Она собиралась долго. Выйдя из спальни, где стоял её туалетный столик (я его называю «парфюмерный верстак»), Клава произвела впечатление. Все ребята обалдели, — а было их около десятка и все они сидели на стульях, положив руки на коленки. Она ещё неплохо выглядела, чёрт побери, и мне стало жаль её: рядом с нею я напоминал усохший кактус. Особенно сдал я после той островной баталии.

Собирался я в путь неохотно и не очень уверенно. Поди опознай среди тысяч студентов именно тех обидчиков! А коли ошибусь — конфуз. Жаль, не было поблизости моего генерала, с которым советуюсь в трудных случаях. Он, умудрённый опытом, всегда подскажет, как надо поступить, будто однажды уже находился в подобных обстоятельствах. На войне он командовал дивизией, был дважды или трижды ранен; как-то я увидел его в генеральском мундире и ахнул: как может уместиться на груди столько золота, серебра и бронзы! Я сказал ему что-то невнятное о тяжести ратной славы. Он усмехнулся:

— Что заработал — не тяжело носить. Выслужить — тяжелее.

В самом деле, он прошёл к своему генеральству путь от солдатского или, вернее, красноармейского звания, был он и старшиной, и взводным. Крестьянская и солдатская мудрость как бы соединились в нём. Всегда со всеми добр и подельчив, никогда никого не обидит. Но зато слово его было веским, вот именно, генеральским...

Наконец, отправились на прогулку.

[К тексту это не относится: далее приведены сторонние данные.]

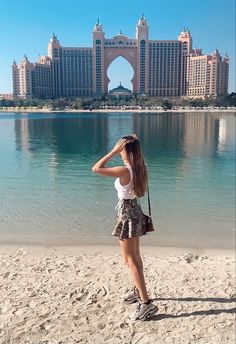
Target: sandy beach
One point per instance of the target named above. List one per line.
(144, 110)
(73, 295)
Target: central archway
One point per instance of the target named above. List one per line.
(120, 71)
(110, 54)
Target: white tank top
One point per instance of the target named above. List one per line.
(124, 191)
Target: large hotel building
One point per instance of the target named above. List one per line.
(162, 68)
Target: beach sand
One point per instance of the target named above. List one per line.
(73, 295)
(122, 110)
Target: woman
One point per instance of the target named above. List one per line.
(131, 183)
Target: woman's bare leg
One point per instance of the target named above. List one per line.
(130, 251)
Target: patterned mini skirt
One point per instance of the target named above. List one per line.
(130, 219)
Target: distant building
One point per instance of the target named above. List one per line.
(120, 92)
(162, 68)
(7, 96)
(207, 74)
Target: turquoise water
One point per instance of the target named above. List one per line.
(49, 195)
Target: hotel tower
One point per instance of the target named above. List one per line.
(162, 68)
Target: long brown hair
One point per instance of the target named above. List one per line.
(135, 157)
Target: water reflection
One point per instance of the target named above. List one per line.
(190, 158)
(181, 135)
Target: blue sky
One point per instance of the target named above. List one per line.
(26, 27)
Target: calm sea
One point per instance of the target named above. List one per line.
(49, 195)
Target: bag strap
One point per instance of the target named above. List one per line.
(149, 204)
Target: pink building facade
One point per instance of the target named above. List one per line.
(162, 68)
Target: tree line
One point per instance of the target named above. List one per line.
(143, 102)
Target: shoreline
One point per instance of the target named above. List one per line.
(65, 295)
(162, 251)
(44, 110)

Да какая уж это прогулка! Сзади и спереди дружинники идут, покуривают, балагурят, с нас не спускают глаз. Место людное, как раз возле кино «Сатурн» — его студенты «сачком» прозвали: «сачкуют» здесь во время лекций. Парни и девчонки этаким многоцветным потоком плывут, а меня мысль сверлит, что и я ведь таким был. Впрочем, таким, да не совсем... Редко мы фланировали, всё больше делом занимались.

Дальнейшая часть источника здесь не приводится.